India’s domain-b business magazine reports that India and the Ukraine have agreed to frame an inter-governmental commission on military technical cooperation, after talks at AeroIndia 2009 in Bangalore. The result would be a broad set of umbrella agreements that would define key requirements like security, technology transfer, and support, opening the way to defense projects with Ukrainian firms. India already has a framework of this type in place with Russia, is reportedly negotiating one with France, and arguably needs one with the United States.
The Ukraine has a substantial defense industry left as a legacy from the Soviet Union, and some products like the BTR-3E1/3U have become export successes. India is certainly aware of the T-80UD “Al-Khalid” tank developed for Pakistan, whose rapid and successful fielding resulted in a rush effort to add T-90S tanks to the Indian Army’s fleet. The Ukraine needs more of those orders in order to modernize and maintain its defense industrial base, which is vital to the country’s continued security.
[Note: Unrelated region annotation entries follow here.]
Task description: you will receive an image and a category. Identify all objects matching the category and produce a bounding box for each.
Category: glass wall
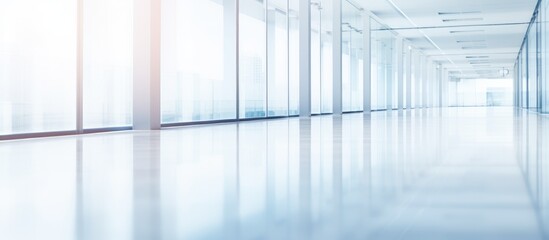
[83,0,133,129]
[238,0,266,118]
[341,0,364,112]
[0,0,436,139]
[267,0,289,117]
[0,0,77,135]
[371,19,396,110]
[311,0,333,114]
[515,0,549,113]
[449,79,513,107]
[161,0,236,123]
[526,23,538,109]
[538,1,549,113]
[288,1,299,116]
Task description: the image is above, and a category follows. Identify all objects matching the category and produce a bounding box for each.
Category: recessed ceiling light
[461,46,487,50]
[465,56,489,59]
[450,30,484,33]
[473,64,492,68]
[438,11,482,15]
[442,18,484,22]
[457,40,486,43]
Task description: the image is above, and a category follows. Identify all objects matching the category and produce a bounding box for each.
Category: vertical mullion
[263,0,268,118]
[76,0,84,134]
[286,0,290,117]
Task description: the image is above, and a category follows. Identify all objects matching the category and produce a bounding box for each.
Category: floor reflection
[0,108,549,240]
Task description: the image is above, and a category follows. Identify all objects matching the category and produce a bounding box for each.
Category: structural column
[405,44,413,110]
[414,53,423,108]
[421,56,429,108]
[332,0,343,115]
[133,0,160,130]
[396,36,404,111]
[299,0,311,117]
[362,13,372,114]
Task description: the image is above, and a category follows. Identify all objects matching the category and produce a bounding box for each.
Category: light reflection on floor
[0,108,549,240]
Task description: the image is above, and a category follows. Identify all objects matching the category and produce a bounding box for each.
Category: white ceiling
[356,0,537,78]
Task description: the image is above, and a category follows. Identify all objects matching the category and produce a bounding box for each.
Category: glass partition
[266,0,289,117]
[161,0,236,123]
[0,0,77,135]
[341,0,364,112]
[83,0,133,129]
[527,23,538,109]
[370,19,395,110]
[311,0,333,114]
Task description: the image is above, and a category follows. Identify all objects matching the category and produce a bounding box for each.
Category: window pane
[239,0,267,118]
[84,0,133,128]
[267,0,289,116]
[162,0,236,123]
[341,1,363,112]
[289,1,299,115]
[0,0,76,135]
[527,26,538,109]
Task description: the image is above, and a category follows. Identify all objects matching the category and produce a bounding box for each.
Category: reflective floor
[0,108,549,240]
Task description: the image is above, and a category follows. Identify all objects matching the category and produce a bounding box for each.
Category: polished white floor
[0,108,549,240]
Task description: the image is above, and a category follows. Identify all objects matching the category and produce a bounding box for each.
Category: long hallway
[0,108,549,240]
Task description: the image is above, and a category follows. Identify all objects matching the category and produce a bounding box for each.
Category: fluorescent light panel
[461,46,487,50]
[450,30,484,34]
[457,40,486,43]
[438,11,482,16]
[442,18,484,22]
[465,56,490,59]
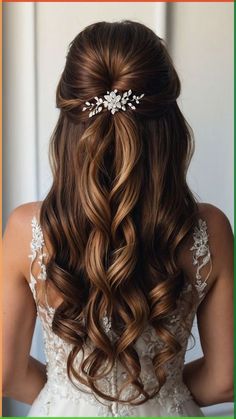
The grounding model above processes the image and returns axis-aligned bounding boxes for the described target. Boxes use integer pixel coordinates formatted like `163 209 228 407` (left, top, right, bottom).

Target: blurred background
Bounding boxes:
3 2 234 417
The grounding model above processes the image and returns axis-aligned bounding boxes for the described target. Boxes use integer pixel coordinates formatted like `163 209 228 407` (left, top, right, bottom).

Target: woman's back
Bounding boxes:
24 201 211 417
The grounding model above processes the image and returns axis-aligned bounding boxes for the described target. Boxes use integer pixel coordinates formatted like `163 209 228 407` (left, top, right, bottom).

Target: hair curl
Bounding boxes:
40 21 198 403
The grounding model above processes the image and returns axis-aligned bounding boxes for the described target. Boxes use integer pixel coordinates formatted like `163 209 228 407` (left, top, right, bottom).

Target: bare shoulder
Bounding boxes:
178 203 233 291
4 201 42 226
3 201 41 278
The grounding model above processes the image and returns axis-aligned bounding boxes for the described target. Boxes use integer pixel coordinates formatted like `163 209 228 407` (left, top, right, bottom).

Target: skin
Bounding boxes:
3 202 233 406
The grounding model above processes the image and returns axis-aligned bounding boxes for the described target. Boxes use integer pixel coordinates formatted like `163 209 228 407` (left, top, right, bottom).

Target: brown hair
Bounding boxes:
40 20 198 403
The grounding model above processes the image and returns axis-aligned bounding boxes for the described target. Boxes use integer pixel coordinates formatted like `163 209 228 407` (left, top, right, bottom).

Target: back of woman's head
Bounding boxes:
40 21 197 406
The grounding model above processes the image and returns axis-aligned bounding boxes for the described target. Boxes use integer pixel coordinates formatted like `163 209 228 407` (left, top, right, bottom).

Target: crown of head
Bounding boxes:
82 89 144 118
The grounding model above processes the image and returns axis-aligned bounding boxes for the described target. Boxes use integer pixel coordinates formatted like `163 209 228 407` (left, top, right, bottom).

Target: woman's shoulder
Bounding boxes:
177 202 233 291
3 201 41 277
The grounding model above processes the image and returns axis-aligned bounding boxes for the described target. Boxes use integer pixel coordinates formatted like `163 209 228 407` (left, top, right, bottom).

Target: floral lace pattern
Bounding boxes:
190 219 212 299
26 217 210 417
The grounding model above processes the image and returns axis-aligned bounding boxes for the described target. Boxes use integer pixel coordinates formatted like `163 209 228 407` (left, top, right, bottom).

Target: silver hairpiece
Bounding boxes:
82 89 144 118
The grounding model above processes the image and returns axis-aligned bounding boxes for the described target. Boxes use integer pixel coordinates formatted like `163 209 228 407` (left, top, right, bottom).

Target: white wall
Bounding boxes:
3 2 233 416
168 2 234 227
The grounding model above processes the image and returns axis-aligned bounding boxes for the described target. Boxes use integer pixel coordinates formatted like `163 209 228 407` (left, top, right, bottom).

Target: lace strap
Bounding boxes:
28 215 47 301
190 218 212 300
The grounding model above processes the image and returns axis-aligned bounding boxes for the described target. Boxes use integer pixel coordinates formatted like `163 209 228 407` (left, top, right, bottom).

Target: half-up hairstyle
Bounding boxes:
40 20 198 404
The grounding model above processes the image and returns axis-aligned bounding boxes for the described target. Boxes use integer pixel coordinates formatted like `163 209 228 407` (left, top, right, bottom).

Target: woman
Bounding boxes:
3 21 233 417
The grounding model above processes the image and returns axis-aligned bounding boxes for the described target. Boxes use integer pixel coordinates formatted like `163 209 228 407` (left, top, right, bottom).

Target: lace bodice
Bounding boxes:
29 216 212 417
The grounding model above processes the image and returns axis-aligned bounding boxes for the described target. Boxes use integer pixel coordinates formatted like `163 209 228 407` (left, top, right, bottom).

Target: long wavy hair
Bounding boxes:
40 20 198 404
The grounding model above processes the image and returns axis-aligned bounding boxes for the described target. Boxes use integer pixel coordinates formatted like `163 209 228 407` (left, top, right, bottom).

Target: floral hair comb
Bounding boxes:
82 89 144 118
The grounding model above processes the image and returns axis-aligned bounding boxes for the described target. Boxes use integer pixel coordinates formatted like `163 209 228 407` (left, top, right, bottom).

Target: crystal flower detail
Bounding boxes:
82 89 144 118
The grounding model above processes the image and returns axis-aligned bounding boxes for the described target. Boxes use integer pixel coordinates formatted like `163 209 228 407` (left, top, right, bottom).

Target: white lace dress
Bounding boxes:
28 217 211 417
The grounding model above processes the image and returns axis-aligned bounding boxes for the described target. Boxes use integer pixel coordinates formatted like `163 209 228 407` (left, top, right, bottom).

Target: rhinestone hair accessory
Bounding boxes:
82 89 144 118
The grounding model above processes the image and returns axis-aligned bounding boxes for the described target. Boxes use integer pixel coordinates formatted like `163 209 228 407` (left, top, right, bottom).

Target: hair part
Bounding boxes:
40 20 198 404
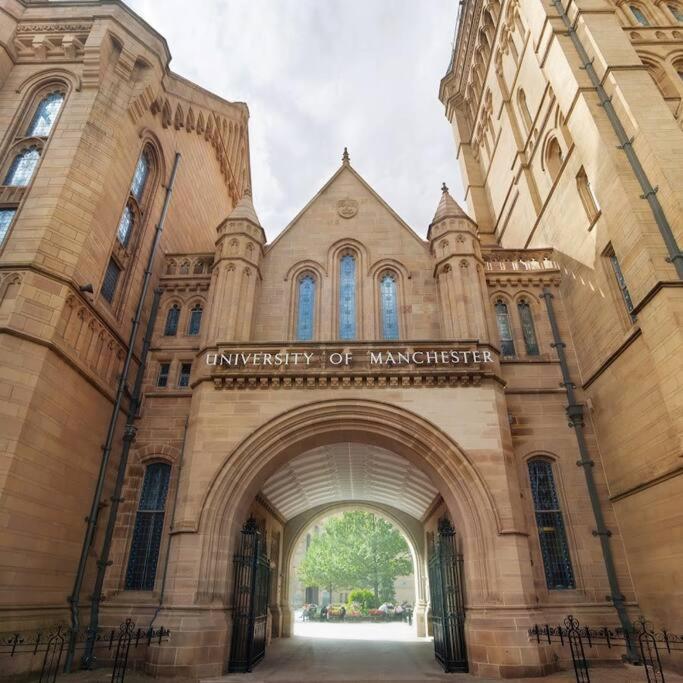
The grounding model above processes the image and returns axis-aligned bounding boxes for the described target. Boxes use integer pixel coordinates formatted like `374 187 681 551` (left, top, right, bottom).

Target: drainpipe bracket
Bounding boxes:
640 185 659 199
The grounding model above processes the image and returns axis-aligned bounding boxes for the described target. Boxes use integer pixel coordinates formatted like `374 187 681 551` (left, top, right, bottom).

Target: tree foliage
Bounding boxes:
298 511 412 600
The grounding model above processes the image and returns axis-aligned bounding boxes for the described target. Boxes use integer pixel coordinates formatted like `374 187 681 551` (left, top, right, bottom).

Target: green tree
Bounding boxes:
298 511 412 600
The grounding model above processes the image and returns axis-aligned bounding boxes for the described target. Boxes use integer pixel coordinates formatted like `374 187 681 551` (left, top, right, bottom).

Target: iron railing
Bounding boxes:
529 614 683 683
0 619 170 683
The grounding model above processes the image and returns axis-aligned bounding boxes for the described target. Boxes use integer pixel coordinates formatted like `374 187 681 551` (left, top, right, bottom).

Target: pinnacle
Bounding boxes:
432 183 471 223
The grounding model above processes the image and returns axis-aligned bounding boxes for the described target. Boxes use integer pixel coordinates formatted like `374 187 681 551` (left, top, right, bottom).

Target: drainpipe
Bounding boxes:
149 417 190 629
64 152 180 673
541 287 640 664
552 0 683 280
82 288 161 669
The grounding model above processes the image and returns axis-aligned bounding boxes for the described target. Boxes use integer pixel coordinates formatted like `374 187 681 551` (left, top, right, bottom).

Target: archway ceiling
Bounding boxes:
263 443 438 519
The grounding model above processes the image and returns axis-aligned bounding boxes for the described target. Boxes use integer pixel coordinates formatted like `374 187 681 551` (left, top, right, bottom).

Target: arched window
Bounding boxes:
528 458 576 590
339 254 356 339
296 273 315 341
495 299 515 356
628 5 650 26
545 137 564 181
130 151 149 202
164 304 180 337
517 88 533 133
379 273 398 339
3 145 40 187
667 2 683 24
126 462 171 591
26 90 64 138
187 304 203 337
517 299 538 356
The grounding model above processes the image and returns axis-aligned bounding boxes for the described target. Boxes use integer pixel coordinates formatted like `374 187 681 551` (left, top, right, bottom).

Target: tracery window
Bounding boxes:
628 5 650 26
339 254 356 339
517 299 539 356
379 273 399 339
528 458 576 590
0 85 65 244
187 304 204 337
26 90 64 138
3 145 40 187
125 462 171 591
0 209 17 246
296 273 315 341
164 304 180 337
495 299 515 356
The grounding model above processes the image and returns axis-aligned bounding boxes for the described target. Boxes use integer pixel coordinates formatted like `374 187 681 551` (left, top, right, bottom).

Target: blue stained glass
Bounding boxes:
26 92 64 138
339 254 356 339
517 301 538 356
496 301 515 356
116 204 133 247
130 152 149 202
380 273 398 339
296 275 315 341
0 209 17 245
528 459 576 590
4 147 40 187
187 304 202 337
164 304 180 337
126 462 171 591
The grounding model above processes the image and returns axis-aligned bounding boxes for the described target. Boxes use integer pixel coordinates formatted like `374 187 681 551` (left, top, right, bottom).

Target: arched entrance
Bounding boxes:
146 399 547 675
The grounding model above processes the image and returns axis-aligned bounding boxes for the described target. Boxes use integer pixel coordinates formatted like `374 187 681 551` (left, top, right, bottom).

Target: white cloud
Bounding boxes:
128 0 462 239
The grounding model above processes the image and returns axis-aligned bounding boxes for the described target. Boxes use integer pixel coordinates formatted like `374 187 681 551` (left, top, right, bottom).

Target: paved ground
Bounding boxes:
34 622 683 683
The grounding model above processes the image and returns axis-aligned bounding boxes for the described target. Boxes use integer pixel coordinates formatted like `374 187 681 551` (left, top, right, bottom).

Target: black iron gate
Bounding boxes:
228 519 270 672
429 519 467 672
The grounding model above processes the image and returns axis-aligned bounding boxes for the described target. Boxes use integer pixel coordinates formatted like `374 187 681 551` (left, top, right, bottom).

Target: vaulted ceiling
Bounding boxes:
263 443 438 519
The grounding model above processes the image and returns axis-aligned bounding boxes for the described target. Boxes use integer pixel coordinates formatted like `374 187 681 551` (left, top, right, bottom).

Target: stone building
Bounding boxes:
0 0 683 677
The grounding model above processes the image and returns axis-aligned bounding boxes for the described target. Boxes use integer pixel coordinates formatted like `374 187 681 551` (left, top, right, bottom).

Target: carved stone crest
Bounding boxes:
337 199 358 218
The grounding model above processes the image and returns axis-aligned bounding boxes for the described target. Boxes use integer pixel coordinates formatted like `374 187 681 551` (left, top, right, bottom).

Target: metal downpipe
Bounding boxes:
64 152 180 673
541 287 640 664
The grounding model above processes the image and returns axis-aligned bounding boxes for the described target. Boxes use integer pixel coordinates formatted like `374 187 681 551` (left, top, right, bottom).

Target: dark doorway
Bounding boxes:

India has a different problem, which it shares with the Ukraine: sets of Soviet/Russian-made equipment that must be maintained and upgraded, despite poor cooperation from Russian firms. Reports indicate that Ukrainian expertise will be sought for programs aimed at modernizing Indian armor, MiG, Antonov, Tupolev and Ilyushin aircraft; and Mil and Kamov helicopters. Missiles, radars, and weapons cooperation are also reportedly under discussion.
It’s worthy of note that all of these potential areas are also areas of Israeli expertise, and Israeli cooperation with India has grown apace on that basis. What Israel lacks, and the Ukraine offers, is original manufacturing capabilities for Russian equipment designs, and for many of the associated parts that would be used as spares.